Silver Supporting Member
I’ve been making myself a little crazy going down the rabbit hole of searching for the perfect pick. It started with ordering and trying out samples from different manufacturers. After putting in a lot of time on this, I found that V-Picks’ lineup had the kind of picks that felt and sounded best to me, as a whole. But Vinni Smith makes what seems like dozens of different models - in a lot of different shapes and thicknesses - although he uses one kind of material (acrylic resin blends). So “the process” of ordering numerous picks to try out shifted to V-Picks.

I now have a lot of different models of V-Picks. I’d settle on one style and thickness, but found myself changing my favorite to another pick the next week - or the next day. For a while I would favor thicker picks because they forced me to play with a lighter touch, which seemed less fatiguing. But then the greater tendency of the really thick models to produce “chirps” on picking the strings soured me on those. I learned to pretty much ignore the chirping if it didn’t get amplified, but sometimes I heard it through the amp. So I went to thinner models. But I’d go back and forth on this.

This went on for a couple of months until I realized several things that have changed my approach to “the quest”. First of all, after playing so many different models, I discovered that I could adapt equally well to different thicknesses, tip styles, and to a lesser degree, to different shapes. The shapes I do well with are the triangular ones; which can be rounded, or pointed, or in between.

Next, I noticed that different picks sounded different on different guitars. I tended to switch favorites when I would switch from on guitar to another. I already had selected a favorite pick for my acoustic that is a model I haven’t ever gravitated towards for my electrics. On the acoustic I prefer a thinner and somewhat larger pick that gives me greater control over dynamics of volume and tonality in my more percussive acoustic style. Then I made the big realization that my electrics were different from one another as well, and I seemed to favor different picks on different guitars.

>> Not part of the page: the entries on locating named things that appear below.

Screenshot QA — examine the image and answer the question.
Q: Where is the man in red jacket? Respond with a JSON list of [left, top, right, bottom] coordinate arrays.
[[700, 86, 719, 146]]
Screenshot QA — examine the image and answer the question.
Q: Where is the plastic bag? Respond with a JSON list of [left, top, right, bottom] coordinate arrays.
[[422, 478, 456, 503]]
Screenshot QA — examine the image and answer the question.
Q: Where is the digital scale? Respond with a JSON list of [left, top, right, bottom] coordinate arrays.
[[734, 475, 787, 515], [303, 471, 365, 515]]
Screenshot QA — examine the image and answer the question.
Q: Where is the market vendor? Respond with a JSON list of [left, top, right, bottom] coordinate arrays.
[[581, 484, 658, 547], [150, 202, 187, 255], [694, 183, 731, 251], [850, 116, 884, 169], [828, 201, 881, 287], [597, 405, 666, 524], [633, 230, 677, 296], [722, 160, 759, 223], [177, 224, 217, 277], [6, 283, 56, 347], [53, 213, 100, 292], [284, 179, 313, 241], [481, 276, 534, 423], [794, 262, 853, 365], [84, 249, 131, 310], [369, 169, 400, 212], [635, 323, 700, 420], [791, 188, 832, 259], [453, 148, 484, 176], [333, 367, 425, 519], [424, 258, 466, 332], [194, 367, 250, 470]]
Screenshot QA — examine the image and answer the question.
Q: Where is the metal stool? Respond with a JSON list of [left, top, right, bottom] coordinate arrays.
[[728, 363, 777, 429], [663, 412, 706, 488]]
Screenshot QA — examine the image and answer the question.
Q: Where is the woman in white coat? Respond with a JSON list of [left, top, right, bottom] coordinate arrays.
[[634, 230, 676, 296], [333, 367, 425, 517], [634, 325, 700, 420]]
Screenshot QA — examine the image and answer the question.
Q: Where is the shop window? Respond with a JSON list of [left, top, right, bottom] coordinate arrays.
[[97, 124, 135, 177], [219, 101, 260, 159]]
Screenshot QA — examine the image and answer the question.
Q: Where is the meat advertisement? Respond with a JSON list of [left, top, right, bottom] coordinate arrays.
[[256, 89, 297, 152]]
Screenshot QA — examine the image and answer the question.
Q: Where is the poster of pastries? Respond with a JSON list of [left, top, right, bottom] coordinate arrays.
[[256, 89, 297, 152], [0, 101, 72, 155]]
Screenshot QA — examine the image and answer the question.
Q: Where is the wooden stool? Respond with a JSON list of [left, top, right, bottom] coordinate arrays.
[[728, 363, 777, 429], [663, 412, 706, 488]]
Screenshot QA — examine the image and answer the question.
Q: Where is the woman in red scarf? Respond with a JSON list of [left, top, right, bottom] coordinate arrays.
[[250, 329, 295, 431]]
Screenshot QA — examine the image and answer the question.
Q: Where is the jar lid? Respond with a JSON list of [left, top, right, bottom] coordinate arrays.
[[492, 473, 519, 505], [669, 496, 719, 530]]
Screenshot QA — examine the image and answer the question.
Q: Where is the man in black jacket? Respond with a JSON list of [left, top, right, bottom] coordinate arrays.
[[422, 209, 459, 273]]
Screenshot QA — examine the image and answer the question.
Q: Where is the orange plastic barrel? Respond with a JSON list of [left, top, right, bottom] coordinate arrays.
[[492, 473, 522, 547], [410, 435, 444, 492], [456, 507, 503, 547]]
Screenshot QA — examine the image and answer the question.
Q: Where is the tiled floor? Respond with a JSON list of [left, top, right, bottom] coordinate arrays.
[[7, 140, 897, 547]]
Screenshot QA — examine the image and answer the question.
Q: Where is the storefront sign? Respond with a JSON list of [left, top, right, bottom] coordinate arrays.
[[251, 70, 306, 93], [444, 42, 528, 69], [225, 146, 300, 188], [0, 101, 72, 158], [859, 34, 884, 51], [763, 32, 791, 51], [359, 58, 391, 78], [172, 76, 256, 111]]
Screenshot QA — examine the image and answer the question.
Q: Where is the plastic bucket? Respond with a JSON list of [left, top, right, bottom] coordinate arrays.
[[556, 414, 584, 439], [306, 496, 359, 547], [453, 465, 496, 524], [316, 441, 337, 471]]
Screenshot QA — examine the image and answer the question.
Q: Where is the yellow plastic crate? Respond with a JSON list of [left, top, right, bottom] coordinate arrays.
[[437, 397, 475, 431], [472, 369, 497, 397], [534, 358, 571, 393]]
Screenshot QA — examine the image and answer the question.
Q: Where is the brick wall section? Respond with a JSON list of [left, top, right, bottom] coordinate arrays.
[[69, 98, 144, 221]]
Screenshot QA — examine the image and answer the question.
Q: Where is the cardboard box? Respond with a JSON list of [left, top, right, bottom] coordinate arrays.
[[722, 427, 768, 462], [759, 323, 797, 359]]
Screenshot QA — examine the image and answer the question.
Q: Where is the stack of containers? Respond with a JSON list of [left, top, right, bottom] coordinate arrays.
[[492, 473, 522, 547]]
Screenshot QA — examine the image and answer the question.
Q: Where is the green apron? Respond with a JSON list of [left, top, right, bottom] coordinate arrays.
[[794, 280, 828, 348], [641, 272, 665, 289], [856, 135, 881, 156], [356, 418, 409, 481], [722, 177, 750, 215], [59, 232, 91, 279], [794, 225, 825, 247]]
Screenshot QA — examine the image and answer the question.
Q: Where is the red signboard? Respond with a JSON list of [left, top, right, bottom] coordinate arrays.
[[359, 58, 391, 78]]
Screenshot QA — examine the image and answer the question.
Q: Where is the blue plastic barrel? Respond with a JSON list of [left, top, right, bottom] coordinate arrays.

So the quest for THE ONE perfect pick has gone out the window. Now it depends on the sonic characteristics of each guitar, deriving from their different combinations of tonewoods, pickups, body style and - importantly - strings. I’ve come to the conclusion that if I find myself straying very far from a flat EQ on the amp for the guitar to sound right, something needs changing.

On my mellowest sounding guitar (one with a single humbucker in the neck position) what works best is a very thin, pointed pick to get the brightness and articulation needed to keep it from sounding muddy. On a guitar that has a very bright bridge pickup that is too ice-picky with that same pick (a Medium Ultra Light Pointed model), I’ve gone to a thicker pick for it’s darker tone (either a Screamer or Medium Pointed at 2.75mm - thicker than that and I get an amplified chirp). For my T style guitar with flatwounds I can use either a thicker, rounded pick to emphasize the softer tone of the flats and tame the brightness of the plain strings, or a thinner pointier pick to compensate for that softness. And so it goes. Different guitars/strings/pickups etc. call for different picks.

With this selection system I’m now enjoying better tone across the board. This might not work for you, but we’re all different. I hope this is useful to some of you.